- MATIC price has retraced nearly 21% since hitting an all-time high at $0.947 on April 30.
- This pullback could evolve into a steep correction if the 200% Fibonacci extension level at $0.734 gives in.
- The demand zone ranging from $0.557 to $0.483 will be the sellers’ next area of interest.
MATIC price shows that investors are booking profit, which has resulted in a steep correction. Although a higher low hasn’t formed yet, the evolution of a lower low threatens a much steeper pullback for Polygon.
MATIC price faces decisive moment
On the 12-hour chart, MATIC price is beginning to retrace after setting up two higher highs. The current sell-off seems to be due to investors booking profits after Polygon witnessed a 174% bull rally in under a week.
The 200% and 161.8% Fibonacci extension levels at $0.734 and $0.617 could serve as support barriers. However, a breakdown of $0.734 would create a lower low, signaling the start of a retracement.
Although unlikely, if this profit-booking phenomenon snowballs, the demand zone extending from $0.557 to $0.483 will be the last line of defense for MATIC price.
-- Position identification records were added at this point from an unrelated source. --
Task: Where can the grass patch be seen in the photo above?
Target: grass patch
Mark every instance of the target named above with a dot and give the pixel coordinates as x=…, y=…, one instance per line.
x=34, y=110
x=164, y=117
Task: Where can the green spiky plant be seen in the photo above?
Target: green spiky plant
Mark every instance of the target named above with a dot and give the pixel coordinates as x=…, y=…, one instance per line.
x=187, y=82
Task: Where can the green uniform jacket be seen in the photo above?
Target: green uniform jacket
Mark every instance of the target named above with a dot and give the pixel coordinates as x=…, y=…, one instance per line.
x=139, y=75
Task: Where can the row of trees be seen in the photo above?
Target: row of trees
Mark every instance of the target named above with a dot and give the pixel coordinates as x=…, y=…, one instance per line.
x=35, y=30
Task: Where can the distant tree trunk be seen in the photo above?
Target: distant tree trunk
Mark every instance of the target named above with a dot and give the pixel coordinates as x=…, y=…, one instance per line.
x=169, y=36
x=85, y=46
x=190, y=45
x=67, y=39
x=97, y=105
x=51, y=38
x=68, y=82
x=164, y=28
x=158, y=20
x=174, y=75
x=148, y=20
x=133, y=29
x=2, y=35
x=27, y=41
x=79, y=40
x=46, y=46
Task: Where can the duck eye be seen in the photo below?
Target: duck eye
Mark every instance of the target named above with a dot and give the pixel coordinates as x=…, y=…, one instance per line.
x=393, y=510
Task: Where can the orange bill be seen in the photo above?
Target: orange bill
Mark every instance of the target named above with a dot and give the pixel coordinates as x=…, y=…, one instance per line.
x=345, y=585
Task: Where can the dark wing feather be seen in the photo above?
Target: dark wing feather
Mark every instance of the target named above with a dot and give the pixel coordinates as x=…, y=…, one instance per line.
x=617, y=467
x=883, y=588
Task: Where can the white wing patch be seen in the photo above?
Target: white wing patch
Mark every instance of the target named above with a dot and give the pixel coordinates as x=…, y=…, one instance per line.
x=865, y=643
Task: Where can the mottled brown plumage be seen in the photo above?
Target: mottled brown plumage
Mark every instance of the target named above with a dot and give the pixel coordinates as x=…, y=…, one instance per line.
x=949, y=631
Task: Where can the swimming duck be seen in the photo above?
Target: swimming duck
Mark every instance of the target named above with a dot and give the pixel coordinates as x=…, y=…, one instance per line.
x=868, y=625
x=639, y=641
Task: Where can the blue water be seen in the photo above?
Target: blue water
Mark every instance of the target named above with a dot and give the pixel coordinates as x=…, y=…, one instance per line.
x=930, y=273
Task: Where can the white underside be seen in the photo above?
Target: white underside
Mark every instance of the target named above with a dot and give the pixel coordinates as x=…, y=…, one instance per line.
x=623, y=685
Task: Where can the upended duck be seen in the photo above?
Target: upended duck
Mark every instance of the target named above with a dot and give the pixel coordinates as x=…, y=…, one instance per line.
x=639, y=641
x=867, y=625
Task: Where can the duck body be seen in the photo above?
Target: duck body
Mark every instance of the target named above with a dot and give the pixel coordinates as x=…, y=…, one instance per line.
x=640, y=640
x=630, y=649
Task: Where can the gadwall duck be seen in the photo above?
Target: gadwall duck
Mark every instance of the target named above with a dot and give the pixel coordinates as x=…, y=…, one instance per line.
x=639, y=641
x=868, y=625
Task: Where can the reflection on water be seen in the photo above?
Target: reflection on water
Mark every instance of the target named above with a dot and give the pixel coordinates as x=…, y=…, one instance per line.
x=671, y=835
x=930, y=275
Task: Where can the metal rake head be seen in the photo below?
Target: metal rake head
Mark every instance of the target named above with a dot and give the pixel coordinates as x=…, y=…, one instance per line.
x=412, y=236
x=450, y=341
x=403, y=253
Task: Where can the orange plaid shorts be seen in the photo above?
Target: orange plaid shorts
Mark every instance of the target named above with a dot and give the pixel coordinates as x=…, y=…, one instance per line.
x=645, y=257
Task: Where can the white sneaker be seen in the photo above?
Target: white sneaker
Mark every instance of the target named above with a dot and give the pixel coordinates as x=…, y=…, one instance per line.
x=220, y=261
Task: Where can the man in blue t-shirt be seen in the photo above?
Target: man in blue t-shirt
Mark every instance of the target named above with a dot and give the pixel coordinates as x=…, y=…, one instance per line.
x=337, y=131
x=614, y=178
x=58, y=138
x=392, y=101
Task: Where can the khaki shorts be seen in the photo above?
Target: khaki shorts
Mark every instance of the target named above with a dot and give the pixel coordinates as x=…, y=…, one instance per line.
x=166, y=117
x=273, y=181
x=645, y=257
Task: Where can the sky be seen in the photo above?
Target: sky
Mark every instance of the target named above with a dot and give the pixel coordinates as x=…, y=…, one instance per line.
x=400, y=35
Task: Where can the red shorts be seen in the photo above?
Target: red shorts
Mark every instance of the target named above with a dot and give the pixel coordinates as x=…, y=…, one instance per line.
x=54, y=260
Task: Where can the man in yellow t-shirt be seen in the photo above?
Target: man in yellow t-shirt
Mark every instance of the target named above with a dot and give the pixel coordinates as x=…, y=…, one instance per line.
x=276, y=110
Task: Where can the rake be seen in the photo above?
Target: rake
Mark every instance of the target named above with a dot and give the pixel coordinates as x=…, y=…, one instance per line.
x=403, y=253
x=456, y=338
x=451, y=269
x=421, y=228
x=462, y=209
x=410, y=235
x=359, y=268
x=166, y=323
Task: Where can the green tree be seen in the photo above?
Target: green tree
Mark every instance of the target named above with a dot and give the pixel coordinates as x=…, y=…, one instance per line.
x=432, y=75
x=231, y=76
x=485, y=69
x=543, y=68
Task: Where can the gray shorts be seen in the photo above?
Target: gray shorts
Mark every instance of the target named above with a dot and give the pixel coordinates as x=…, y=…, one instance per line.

A dip into this area will allow investors whose orders weren’t filed during the first leg to ride the next wave.
Hence, investors should keep an eye for a roughly 26% retracement before Polygon price begins to rally to set up new highs at $0.971, coinciding with the 261.8% Fibonacci extension level.
MATIC/USDT 12-hour chart
Adding credence to this 26% correction is IntoTheBlock’s Global In/Out of the Money (GIOM) model, which shows a minor support level between the current price and significant support at $0.472. Here roughly 4,500 addresses previously purchased nearly 2.4 billion MATC tokens.
MATIC GIOM chart
The corrective scenario mentioned above is not bearish since it gives buyers a chance to recuperate. However, if the demand barrier at $0.467 is breached, it will invalidate the bullish scenario and kickstart a 20% downswing to $0.372.